Straight Answers From the Advisors Who Know This State Best

  • What does it mean that Avery is an independent insurance agency?

    An independent agency like Avery is not tied to any single insurance company. We represent multiple top-rated carriers, which means we can shop the market on your behalf and recommend the coverage that truly fits your needs — not the one that benefits any single insurer.


    This independence gives you access to more options and unbiased advice. Our advisors are compensated to serve your interests, not to push a specific product. That is a significant advantage over captive agents who can only offer one carrier’s policies.

  • How much does it cost to work with an Avery advisor?

    There is no direct cost to you for working with an Avery advisor. Independent agents are compensated through commissions paid by the insurance carriers when a policy is placed. You receive expert guidance, market comparisons, and ongoing service at no extra charge.


    In fact, many clients find that working with Avery saves them money. Our advisors know how to identify the right coverage levels so you are not paying for protection you do not need, and you are not left exposed where you do.

  • Does Avery help with claims?

    Yes — and this is one of the most important things that sets Avery apart. When you have a claim, our in-house claims advisors go to work for you. We guide you through the process, communicate with the insurance company, and advocate for a fair and timely outcome.


    Several of our team members hold professional claims designations, including AIC and AINS. We do not just help you file paperwork — we actively represent your interests to make sure you receive the full benefit your policy provides.

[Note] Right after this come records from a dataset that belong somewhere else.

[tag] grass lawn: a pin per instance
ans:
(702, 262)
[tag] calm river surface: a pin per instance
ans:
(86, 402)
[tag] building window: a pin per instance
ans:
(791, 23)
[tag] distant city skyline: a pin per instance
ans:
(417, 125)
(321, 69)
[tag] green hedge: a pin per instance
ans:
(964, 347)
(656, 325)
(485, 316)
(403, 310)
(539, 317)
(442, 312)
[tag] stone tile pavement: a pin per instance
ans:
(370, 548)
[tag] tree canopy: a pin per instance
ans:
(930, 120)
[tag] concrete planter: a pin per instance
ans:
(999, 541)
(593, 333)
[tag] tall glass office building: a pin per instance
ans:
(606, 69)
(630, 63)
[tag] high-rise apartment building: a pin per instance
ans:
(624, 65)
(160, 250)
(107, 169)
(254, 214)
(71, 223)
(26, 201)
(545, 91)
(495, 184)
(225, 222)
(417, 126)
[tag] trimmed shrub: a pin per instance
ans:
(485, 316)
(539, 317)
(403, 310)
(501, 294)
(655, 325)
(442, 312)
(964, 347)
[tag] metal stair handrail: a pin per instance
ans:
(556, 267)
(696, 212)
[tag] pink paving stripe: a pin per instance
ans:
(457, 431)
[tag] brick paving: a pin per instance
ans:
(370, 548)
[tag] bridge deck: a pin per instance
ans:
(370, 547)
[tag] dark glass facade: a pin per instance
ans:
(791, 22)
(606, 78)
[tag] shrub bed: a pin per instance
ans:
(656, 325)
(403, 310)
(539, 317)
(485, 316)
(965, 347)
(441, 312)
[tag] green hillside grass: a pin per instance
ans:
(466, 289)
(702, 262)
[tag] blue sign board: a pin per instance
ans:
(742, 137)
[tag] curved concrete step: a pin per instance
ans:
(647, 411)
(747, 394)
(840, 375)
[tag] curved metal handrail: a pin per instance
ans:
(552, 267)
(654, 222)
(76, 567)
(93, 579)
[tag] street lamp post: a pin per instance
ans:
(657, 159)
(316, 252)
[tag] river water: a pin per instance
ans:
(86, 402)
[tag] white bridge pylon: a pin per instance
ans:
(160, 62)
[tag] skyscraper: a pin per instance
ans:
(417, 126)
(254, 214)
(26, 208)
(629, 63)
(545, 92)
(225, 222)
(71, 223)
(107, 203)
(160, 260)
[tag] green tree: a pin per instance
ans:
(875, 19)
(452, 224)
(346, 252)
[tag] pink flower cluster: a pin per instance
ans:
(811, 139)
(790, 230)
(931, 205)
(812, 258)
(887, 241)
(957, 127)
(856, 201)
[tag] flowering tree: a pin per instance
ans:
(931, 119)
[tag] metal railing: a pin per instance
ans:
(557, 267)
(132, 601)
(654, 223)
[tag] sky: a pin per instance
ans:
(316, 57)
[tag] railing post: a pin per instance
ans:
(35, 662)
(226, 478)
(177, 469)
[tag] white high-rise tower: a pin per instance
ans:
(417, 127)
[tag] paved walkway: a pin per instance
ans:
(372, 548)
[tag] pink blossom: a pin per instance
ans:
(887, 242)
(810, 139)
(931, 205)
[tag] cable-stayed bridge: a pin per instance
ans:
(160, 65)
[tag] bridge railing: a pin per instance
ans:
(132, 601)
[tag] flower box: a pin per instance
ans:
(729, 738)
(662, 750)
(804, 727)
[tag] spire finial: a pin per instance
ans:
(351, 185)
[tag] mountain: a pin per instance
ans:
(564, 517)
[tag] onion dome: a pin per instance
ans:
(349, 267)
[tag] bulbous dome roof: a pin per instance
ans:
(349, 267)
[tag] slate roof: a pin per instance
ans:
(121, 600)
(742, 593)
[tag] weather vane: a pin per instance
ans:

  • Where in New Hampshire does Avery provide coverage?

    Avery serves clients throughout the state of New Hampshire from our offices in Wolfeboro and Portsmouth. Whether you live in the Lakes Region, the Seacoast, the White Mountains, or the Merrimack Valley, an Avery advisor is ready to help you find the right coverage.


    Our advisors understand the specific risks that come with living and doing business in New Hampshire — from harsh winter weather to seasonal watercraft exposure. We apply that local knowledge to every coverage recommendation we make.

  • How does Avery handle high-value homes and assets?

    Avery offers a dedicated Premier Client Services program for clients with homes valued over .5 million, significant investment portfolios, fine art collections, jewelry, yachts, and other complex assets. This program pairs you with a specialist who understands the unique risks of high-net-worth households.


    Through carriers that specialize in high-value personal lines, we provide guaranteed replacement cost coverage, agreed value policies, and comprehensive risk management strategies. Your advisor will conduct a detailed review of your full asset portfolio to make sure nothing is overlooked or underinsured.

  • How often should I review my insurance coverage?

    Avery recommends a full coverage review at least once a year. Major life events — buying a home, starting a business, adding a vehicle, getting married, or making significant home improvements — are all good triggers for an immediate review outside your annual cycle.


    Insurance needs change over time, and policies that were right for you a few years ago may leave gaps today. Avery advisors proactively reach out to clients for annual reviews and keep up with changes in the insurance market that could affect your coverage or premium. Our goal is to make sure you are always protected and never paying for coverage that no longer fits.